Edith Constance "Connie" Burgess

Land Army

from:Newcastle-upon-Tyne, England

It was still dark as we walked through the village. Squat, grey stone houses edged the cobbled square, with the war memorial, bus stop and blacksmiths. A small group of men stood around, silhouetted by the glow from the furnace. They stamped, and rubbed their hands, eyeing us as we made our way along the street, laughing and joking in their local dialect. We soon found they would be our workmates, and the blacksmith’s would become a familiar place to call. I had just met Helen the day before, at the land Army hostel outside the village. Now in our dungarees, jumper, coat and stiff new boots, we were on our way to our first day’s work. I was eighteen when the war started, and Bob my boyfriend, later husband, was twenty when he was called up. Because I missed him, and wanted to do something to help, I joined the Land Army, so here I was walking in the dark into an experience that left a lasting impression on my life.

A mile later, away from the shelter of the hills, we looked for our farm but could only find a barn and sawmill. The snow had soaked our legs, and the wind bit through our clothes, as red nosed and shivering we approached some men, who paused to stare in amusement. One asked ‘Ist tha land lasses? His blue eyes twinkled in his ruddy face as he assessed our discomfort, ‘Best find you an indoor job,’ he said and led us into the long, high barn, filled with ‘chop,’ a mixture of hay and straw for horse fodder. We knew we were lucky to have shelter, and our spirits rose as the work, filling hundredweight sacks, warmed us and dried our clothes. We looked out of the window at the fields covered in snow, the sun rising and sparkling in the tree tops, stroking the other side of the valley with it’s golden lustre. This turned out to be one of the coldest Januarys of the war, but in youthful optimism we sang as we worked, and talked of our town lives. Just two days ago Helen had worked in a factory, and I’d been in an office.

Soon we felt hungry, and looked at our lunch boxes. They were big and strong, but our dismay would be hard to imagine when we found their meagre contents. Thin sandwiches of paste and jam, and a square of sponge cake. It was only half past nine and we were ravenous, breakfast was a distant memory as we’d left the hostel at 7 am., and our next meal wasn’t due until 6pm. We nibbled a little, then in a quieter mood resumed our work of filling sacks. After another two hours we tried to straighten our aching backs. The shovels felt heavy in our blistered hands, there was straw and hayseeds in our hair, and they itched under our clothes. We needed the toilet, but couldn’t contemplate asking the men where it was, we guessed much of their laughter was already at our expense.
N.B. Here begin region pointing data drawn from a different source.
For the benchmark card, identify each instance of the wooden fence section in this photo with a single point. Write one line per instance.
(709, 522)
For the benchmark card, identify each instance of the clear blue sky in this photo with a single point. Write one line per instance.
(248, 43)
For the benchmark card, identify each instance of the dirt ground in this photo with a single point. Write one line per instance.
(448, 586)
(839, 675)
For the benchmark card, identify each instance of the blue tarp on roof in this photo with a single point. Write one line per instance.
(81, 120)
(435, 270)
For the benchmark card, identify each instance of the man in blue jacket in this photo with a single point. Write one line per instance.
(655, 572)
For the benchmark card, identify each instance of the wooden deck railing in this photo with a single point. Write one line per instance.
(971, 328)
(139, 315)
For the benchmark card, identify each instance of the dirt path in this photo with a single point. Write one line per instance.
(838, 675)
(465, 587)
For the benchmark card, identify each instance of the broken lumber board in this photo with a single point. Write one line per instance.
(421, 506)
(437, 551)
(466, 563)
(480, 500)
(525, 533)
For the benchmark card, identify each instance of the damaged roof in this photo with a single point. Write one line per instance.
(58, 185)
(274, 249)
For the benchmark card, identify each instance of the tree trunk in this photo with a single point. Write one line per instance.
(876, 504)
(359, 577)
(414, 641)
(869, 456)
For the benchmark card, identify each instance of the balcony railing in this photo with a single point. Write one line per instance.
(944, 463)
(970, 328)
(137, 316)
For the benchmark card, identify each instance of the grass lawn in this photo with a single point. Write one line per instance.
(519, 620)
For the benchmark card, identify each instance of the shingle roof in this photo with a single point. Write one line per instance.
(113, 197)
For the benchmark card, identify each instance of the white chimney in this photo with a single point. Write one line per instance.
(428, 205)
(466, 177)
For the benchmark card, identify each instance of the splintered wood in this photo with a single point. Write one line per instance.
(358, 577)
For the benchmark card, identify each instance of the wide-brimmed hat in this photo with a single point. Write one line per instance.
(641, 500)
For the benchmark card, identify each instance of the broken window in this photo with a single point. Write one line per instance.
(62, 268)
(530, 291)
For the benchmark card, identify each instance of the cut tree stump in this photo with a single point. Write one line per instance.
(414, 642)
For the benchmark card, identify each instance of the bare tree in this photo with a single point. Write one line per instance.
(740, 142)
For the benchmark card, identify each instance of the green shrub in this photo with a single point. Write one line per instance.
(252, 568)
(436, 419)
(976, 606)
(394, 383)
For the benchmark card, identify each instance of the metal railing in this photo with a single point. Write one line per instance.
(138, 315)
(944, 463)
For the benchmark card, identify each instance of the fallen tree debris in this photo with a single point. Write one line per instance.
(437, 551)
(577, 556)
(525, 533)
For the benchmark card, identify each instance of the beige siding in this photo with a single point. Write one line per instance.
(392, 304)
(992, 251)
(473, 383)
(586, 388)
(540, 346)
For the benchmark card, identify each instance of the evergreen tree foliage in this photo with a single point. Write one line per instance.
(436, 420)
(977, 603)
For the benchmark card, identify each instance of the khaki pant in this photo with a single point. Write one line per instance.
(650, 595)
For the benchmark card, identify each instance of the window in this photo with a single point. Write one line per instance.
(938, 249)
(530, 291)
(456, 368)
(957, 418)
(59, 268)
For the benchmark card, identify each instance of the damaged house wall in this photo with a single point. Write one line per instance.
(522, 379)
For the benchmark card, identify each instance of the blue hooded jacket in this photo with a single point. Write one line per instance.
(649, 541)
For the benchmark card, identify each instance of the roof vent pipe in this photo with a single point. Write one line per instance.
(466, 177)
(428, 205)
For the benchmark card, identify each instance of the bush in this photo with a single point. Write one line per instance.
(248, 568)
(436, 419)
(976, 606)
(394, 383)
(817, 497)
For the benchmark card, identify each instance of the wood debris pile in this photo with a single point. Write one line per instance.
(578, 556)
Noon came, and Jack called to us, he said he’d take us to his home across the fields. We trudged across the ice to a terrace where he lived with his wife and family of five children. Though he’d worked all morning in sub-zero conditions he was warm and energetic, and introduced us proudly to his wife, a good humoured and confident lady who welcomed us hospitably. Soon we were sat round a table by the fire with rounds of bread and fried eggs on our plates. The laughing chattering children, faces glowing in the warmth of the fire, were a contrast to the cold of our morning’s experience in the barn.

Jack was a ‘hind,’ in charge of the horses, some of which came to the stables for a rest after working in the forestry side of the business, others came for breaking in. His ‘Boss’ lived with his family in the ‘Home Farm’ on the other side of the river. He was a rich man who drove a hard bargain and worked his men hard, but never asked them to do a job he wouldn’t do himself. He’d had a hard life, which toughened him and sharpened his wits. Born illegitimate, into poverty, he acquired a run down horse and did odd jobs. When the horse’s condition improved, he sold it and bought another, and so his business progressed to include land, forestry, saw mills, quarries and aggregates. He watched his workers through binoculars and sacked those who didn’t come up to expectations. He was respected, but I hoped I wouldn’t meet him for a long time. The lunch hour passed too rapidly, and reluctantly we left, but glad of the invitation to call again. Our spirits lifted, we enjoyed the challenge of the biting wind as we crossed the ice hard fields past a group of huddled sheep as we returned to work. The filled sacks had been removed from the barn, and a larger pile of empty ones replaced them. The considerable hole we’d carved in the ‘chop’ had been filled, so once more we rolled up our sleeves and started to shovel.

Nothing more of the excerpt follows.